In 2018, Pakistani-American actor/comedian Kumail Nanjiani became the first Pakistani nominee for a writing award, nominated alongside Emily V. Gordon for their screenplay for The Big Sick.

In 2022, British-Pakistani actor/rapper Riz Ahmed became the first Muslim to win an Oscar for Best Live Action Short Film. He co-wrote and starred in the film, winning alongside the film's director Aneil Karia.

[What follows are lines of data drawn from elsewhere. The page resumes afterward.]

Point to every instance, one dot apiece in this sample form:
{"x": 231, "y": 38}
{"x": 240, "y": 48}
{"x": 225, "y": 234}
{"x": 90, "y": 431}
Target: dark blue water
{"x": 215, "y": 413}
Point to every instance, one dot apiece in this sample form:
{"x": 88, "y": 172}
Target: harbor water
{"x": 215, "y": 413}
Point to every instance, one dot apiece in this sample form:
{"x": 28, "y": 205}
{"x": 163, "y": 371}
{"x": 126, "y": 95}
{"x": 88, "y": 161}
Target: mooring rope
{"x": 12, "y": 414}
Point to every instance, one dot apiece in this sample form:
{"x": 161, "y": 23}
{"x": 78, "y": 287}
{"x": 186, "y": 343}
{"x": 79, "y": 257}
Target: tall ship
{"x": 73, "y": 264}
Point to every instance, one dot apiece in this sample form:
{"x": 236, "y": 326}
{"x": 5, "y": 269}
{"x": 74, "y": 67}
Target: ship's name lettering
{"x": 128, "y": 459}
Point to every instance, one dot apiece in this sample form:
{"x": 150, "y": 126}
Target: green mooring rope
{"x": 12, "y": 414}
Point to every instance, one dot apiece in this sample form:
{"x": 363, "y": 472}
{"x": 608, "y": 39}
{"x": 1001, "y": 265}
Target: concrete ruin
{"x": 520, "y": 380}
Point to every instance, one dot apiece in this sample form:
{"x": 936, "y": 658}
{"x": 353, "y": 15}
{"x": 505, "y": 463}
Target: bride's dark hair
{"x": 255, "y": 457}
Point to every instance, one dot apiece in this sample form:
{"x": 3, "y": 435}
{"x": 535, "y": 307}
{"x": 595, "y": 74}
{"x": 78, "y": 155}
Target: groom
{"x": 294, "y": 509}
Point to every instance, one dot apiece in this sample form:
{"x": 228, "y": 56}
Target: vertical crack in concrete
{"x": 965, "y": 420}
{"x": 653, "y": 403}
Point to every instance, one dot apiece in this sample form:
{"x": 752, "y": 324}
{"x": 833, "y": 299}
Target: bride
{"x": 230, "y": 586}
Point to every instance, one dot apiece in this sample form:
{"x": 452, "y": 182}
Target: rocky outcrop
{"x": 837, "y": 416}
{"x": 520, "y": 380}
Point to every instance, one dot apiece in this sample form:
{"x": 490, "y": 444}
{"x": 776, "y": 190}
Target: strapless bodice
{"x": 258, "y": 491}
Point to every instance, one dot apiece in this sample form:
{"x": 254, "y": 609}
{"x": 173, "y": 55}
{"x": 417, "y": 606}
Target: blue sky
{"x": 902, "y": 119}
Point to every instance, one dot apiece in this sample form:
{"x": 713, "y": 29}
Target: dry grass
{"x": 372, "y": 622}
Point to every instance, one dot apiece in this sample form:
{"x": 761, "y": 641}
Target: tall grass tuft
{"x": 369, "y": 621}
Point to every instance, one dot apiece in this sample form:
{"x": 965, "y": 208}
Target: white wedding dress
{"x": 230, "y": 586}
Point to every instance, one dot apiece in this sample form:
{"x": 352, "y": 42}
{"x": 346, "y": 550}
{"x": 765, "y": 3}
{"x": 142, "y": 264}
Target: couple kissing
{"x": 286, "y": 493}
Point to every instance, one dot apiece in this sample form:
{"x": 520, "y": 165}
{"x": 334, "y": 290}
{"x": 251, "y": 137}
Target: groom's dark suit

As per the Academy's rules for the Best Visual Effects category, a maximum of only four individuals are credited as nominees for each film. Whilst he has not been named in the nominations, Pakistani visual effects artist Mir Zafar Ali has been a part of the visual effects team for two winners in this category, The Golden Compass and Life of Pi. Additionally, he was a visual effects artist on the Best Animated Feature winner Frozen.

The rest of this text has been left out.